揽春扶着宋徽玉缓缓过来,“敢在宫中私动刑法还惊扰我家殿下,该当何罪!”
嬷嬷识得宋徽玉当即膝盖一软,跪在地上,“殿下……是她,是她私下污蔑奴婢这才……”
冷冷一眼,揽春便道,“好个嬷嬷,如今竟然宫中不看宫规祖训看你心情断案了!”
这一句便呵得嬷嬷直抖,揽春直接让宫人把嬷嬷带去慎刑司责问。
直到嬷嬷走了,地上跪着的小宫女还是不敢抬头,只连连磕头谢恩,“多谢殿下为奴婢做主。”
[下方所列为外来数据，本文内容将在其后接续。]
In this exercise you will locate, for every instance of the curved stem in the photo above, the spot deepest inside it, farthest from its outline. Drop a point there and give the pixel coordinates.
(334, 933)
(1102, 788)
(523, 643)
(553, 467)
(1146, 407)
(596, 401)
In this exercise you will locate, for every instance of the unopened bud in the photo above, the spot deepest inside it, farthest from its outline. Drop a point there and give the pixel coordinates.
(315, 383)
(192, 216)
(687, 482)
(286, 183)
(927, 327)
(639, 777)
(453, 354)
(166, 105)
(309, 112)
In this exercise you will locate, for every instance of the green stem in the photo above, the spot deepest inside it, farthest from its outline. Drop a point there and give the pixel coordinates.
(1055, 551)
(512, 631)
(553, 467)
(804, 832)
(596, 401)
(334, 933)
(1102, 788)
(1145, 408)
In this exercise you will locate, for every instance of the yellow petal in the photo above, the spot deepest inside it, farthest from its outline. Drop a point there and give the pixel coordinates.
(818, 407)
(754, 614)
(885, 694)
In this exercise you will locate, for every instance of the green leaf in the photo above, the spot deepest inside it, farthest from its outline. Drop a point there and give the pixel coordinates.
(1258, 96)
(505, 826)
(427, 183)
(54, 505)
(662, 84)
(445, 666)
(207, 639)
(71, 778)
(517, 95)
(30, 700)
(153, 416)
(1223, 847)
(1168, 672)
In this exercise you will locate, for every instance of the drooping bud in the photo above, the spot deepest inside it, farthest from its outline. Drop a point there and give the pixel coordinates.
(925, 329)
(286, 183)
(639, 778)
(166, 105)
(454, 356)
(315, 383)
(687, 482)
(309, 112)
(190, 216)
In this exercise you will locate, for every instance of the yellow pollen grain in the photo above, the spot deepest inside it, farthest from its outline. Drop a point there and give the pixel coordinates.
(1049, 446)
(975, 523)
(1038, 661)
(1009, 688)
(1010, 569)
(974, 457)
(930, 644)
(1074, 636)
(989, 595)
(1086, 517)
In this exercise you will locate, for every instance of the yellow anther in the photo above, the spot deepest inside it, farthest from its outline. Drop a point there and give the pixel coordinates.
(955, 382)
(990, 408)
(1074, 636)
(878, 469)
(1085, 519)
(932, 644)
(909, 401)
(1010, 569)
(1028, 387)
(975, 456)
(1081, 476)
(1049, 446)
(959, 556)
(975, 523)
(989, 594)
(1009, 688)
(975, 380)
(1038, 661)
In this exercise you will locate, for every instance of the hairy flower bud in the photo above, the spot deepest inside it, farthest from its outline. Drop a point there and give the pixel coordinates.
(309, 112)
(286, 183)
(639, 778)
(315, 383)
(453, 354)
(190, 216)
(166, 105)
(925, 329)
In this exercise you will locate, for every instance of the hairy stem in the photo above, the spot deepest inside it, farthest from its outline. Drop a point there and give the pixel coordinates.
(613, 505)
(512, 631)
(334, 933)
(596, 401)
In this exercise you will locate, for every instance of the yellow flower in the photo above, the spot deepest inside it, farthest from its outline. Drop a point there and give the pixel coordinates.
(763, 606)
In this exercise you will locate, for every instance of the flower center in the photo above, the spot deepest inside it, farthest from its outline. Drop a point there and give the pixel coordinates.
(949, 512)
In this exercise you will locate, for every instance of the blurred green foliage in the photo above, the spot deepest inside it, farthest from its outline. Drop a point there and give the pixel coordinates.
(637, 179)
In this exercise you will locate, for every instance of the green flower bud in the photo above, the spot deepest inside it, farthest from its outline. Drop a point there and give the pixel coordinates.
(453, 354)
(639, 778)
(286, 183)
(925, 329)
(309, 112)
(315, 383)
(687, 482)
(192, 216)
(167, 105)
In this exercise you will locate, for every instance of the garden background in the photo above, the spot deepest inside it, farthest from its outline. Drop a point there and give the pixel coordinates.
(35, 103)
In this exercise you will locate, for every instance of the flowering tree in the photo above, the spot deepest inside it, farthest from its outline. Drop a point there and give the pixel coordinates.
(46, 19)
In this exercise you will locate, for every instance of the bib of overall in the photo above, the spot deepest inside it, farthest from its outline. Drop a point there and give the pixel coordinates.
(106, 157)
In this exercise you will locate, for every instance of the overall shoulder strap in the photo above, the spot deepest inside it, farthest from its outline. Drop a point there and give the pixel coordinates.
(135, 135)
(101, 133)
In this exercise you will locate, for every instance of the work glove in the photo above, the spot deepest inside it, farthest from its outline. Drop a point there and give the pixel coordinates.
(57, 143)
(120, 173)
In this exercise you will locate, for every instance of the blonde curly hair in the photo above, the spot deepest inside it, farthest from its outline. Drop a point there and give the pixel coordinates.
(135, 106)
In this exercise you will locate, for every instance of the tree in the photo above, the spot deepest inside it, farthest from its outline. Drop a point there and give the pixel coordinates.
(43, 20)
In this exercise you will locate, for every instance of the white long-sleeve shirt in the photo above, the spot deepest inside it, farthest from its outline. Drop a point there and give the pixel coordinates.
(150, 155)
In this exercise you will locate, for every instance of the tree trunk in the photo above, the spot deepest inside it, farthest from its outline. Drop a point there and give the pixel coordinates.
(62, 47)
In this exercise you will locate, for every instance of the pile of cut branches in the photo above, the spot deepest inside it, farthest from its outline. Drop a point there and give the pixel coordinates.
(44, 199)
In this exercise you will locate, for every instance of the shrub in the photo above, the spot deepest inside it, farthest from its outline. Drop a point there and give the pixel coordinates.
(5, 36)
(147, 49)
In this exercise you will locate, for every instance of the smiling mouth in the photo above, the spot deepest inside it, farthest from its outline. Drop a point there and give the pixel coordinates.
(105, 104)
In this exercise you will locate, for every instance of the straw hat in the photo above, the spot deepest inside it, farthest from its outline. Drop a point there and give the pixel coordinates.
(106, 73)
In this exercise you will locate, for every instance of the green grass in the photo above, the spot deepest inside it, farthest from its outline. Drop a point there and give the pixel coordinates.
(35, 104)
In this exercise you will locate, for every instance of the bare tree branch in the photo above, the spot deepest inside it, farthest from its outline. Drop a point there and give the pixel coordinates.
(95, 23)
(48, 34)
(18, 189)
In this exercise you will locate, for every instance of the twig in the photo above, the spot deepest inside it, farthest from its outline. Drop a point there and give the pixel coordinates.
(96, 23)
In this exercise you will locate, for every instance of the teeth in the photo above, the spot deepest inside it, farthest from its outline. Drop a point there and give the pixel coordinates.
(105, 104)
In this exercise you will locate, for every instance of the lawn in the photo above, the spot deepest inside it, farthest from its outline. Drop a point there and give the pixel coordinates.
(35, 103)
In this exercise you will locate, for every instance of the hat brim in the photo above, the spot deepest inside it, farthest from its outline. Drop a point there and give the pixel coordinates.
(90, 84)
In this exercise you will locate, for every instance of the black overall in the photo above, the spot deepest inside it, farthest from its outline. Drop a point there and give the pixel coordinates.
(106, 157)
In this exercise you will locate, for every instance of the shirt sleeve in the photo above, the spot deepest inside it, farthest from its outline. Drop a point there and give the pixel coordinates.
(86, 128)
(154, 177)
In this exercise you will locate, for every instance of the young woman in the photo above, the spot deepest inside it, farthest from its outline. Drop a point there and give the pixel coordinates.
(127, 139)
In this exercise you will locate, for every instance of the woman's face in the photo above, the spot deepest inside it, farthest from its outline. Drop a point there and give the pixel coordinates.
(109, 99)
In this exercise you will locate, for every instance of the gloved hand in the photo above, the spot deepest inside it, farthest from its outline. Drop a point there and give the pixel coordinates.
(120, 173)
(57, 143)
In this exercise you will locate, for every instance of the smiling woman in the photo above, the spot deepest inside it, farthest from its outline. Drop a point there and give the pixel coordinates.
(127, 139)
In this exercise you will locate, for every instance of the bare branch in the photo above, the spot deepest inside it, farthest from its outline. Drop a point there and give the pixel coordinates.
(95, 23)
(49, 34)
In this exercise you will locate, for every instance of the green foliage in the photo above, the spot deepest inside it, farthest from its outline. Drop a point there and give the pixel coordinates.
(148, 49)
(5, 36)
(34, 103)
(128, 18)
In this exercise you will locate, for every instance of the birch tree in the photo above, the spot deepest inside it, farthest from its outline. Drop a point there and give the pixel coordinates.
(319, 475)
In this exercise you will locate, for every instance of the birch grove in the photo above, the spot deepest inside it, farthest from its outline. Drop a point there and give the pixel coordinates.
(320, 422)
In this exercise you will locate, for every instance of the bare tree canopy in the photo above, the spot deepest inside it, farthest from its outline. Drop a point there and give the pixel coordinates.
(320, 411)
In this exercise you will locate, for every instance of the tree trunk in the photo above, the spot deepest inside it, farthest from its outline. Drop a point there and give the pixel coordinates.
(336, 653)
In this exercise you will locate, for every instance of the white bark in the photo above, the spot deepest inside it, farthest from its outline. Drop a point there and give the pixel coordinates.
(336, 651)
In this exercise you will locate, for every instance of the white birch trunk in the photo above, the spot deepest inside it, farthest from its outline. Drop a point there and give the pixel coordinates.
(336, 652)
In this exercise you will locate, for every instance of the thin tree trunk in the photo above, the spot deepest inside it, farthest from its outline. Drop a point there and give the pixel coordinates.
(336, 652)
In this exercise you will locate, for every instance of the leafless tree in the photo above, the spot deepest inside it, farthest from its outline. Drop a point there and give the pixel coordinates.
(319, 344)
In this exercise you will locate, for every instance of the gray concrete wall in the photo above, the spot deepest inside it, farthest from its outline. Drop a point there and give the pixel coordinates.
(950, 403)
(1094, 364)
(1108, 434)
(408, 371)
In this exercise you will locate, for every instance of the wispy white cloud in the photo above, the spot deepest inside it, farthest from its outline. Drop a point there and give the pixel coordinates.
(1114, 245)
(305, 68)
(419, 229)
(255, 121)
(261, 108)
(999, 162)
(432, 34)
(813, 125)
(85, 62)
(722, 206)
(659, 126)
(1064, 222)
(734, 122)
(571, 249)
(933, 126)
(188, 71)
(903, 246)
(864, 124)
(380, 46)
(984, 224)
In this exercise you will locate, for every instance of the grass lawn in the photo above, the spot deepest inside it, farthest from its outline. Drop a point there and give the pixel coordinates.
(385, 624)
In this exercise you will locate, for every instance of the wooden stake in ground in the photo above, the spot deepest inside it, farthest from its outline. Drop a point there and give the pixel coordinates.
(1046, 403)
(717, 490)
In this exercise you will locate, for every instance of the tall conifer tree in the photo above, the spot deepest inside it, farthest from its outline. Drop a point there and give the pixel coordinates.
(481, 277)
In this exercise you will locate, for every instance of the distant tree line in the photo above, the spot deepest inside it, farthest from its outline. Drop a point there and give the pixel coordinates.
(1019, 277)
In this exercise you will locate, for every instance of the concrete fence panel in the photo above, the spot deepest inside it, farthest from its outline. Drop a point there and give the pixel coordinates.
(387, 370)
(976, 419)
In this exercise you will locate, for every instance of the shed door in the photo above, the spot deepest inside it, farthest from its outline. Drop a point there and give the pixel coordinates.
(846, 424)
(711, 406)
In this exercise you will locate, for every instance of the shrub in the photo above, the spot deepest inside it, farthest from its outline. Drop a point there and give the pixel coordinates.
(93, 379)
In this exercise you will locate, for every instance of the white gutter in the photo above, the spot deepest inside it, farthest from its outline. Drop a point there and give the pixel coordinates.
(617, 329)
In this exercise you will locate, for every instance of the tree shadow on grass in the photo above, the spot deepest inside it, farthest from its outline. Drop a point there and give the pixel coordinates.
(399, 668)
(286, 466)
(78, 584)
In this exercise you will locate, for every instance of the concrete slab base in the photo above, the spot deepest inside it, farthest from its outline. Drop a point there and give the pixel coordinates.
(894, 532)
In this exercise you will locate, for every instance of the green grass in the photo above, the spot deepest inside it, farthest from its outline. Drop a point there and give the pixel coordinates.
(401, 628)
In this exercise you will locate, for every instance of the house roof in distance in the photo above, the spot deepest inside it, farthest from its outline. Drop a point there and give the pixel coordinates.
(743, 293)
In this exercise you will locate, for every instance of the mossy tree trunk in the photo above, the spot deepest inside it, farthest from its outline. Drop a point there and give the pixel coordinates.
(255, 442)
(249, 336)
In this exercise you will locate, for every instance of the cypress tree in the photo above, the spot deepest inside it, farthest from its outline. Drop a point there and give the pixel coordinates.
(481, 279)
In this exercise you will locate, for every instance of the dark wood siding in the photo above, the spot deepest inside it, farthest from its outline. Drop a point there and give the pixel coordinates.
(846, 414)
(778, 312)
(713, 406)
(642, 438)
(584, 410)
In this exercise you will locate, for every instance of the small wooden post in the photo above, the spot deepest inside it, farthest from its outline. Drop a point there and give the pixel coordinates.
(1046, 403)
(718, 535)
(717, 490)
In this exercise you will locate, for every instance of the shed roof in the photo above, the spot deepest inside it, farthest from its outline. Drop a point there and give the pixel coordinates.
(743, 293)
看着地上瑟瑟发抖的小宫女,宋徽玉想到当时刚进宫的自己。
她当初也是这般被随意欺辱,或许只是嬷嬷一个心情不快,就要她彻夜浣衣。
想到这儿,宋徽玉心中不忍,叫人起来。
只见这个小宫女瘦瘦小小,脸色苍白,光是站着都好似要随时晕倒。
一时不忍,她让揽春回了内务府。
朝着地上的小宫女道:“你跟本宫出宫吧,以后不会有人欺负你,你可愿意”
小宫女连连跪地磕头,“奴婢愿意。”
……
“前面什么动静”
戚芸皱眉往前走了几步,她今日进宫是被温言儒所召。
过去她们二人闺中只是倒是有过几次宴会照面的情分,只是上次听了她的话——
说裴执与夫人未必和睦,若是不舍不若接着二人情分不深的机会早些下手。
那次春宴之事狠狠丢了戚芸的面子,二人自此生了嫌隙。